There’s a Simple Prescription to Fix Medi-Cal: More Money
Gov. Gray Davis has shown signs recently that he recognizes the sorry state of affairs of the state’s health care program for the poor, Medi-Cal. In his revised budget proposal, released last month, the governor asked the Legislature to approve increases in Medi-Cal payments to physicians by 16.7% overall, with some areas, such as emergency services, getting a higher percentage.
That’s good, but we can do better. Our state has an almost $13-billion surplus, and there are many important reasons why we should use part of it to further shore up the Medi-Cal program.
For one thing, there has been no increase in the past 15 years for the vast majority of care given. Even with the increases in fees that Davis has suggested, California will rank in the bottom fifth of states in terms of funding for federal-state Medicaid programs. Adjusting for inflation, there has been a 54% cut in payments to physicians during this same period. The governor’s proposal would raise fees slightly--from $14.89 to $17.38 for suturing a facial laceration, for example, or from $43.25 to $50.47 for setting a broken arm--but that is not enough.
Raising the Medi-Cal fees somewhat more would provide at least marginal relief for doctors who care for the state’s 7.3 million uninsured who are under 65, of whom 2.7 million reside in Los Angeles County. These people rely on doctors who participate in the Medi-Cal program for care when they are sick or hurt. And if they can’t get it in a doctor’s office, they end up in hospital emergency departments or hospitals. Obviously, this costs far more, and it diverts emergency care physicians from true emergency cases.

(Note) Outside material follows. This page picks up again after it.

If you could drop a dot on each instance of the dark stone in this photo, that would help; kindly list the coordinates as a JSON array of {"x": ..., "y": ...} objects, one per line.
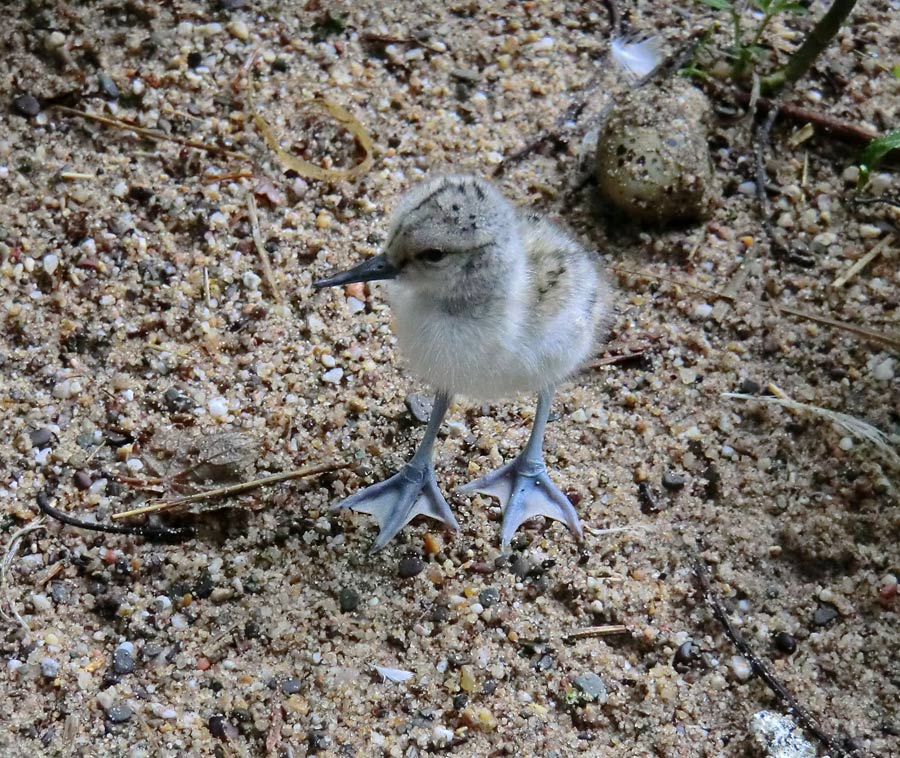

We must do more to make the Medi-Cal program economically viable. Last month, more than 300 doctors wearing white coats and stethoscopes, accompanied by nurses, dentists and other health care providers, marched on the state Capitol to call for a 25% across-the-board increase in Medi-Cal rates. Many legislators--both Republicans and Democrats--joined them. Doctors participated in this rally, which was organized by the California Medical Assn., because they wanted to let legislators know that their goal is to provide quality care to the state’s neediest people, more than half of whom are working poor. Raising rates by 25% would bring California up to the national average, which is $3,789 per patient per year.
The Assembly already has approved legislation to augment the governor’s proposal in the areas of dental services and children’s specialty physician services. In the next month, as the Legislature moves to reconcile the Assembly and Senate versions of the budget, there is an opportunity to make a significant commitment to the strength and viability of California’s health care infrastructure for the needy.
Failing to do so could cost the state much more. Currently, only about 30% of physicians accept new Medi-Cal patients because doctors cannot afford to supplement the true cost of these patients’ care, which can range from 61% to 95% more than the Medi-Cal reimbursement. Many physicians who find it difficult to keep their practices operating in California because of low Medi-Cal reimbursements are leaving the state to practice in states where reimbursements in both managed care and Medicaid are based on the actual cost of care. California’s health care system cannot afford to lose any more of these doctors.
We can no longer ignore our state’s bottom-rung health care funding. Not when less than a third of our children receives essential preventive care. Not when Medi-Cal patients often have to travel great distances to see a specialist who can afford to treat them. Not when medical care is so undervalued that a manicure is priced twice as high as what Medi-Cal pays for stitches on a complex wound, and major surgeries are valued at less than a car tune-up.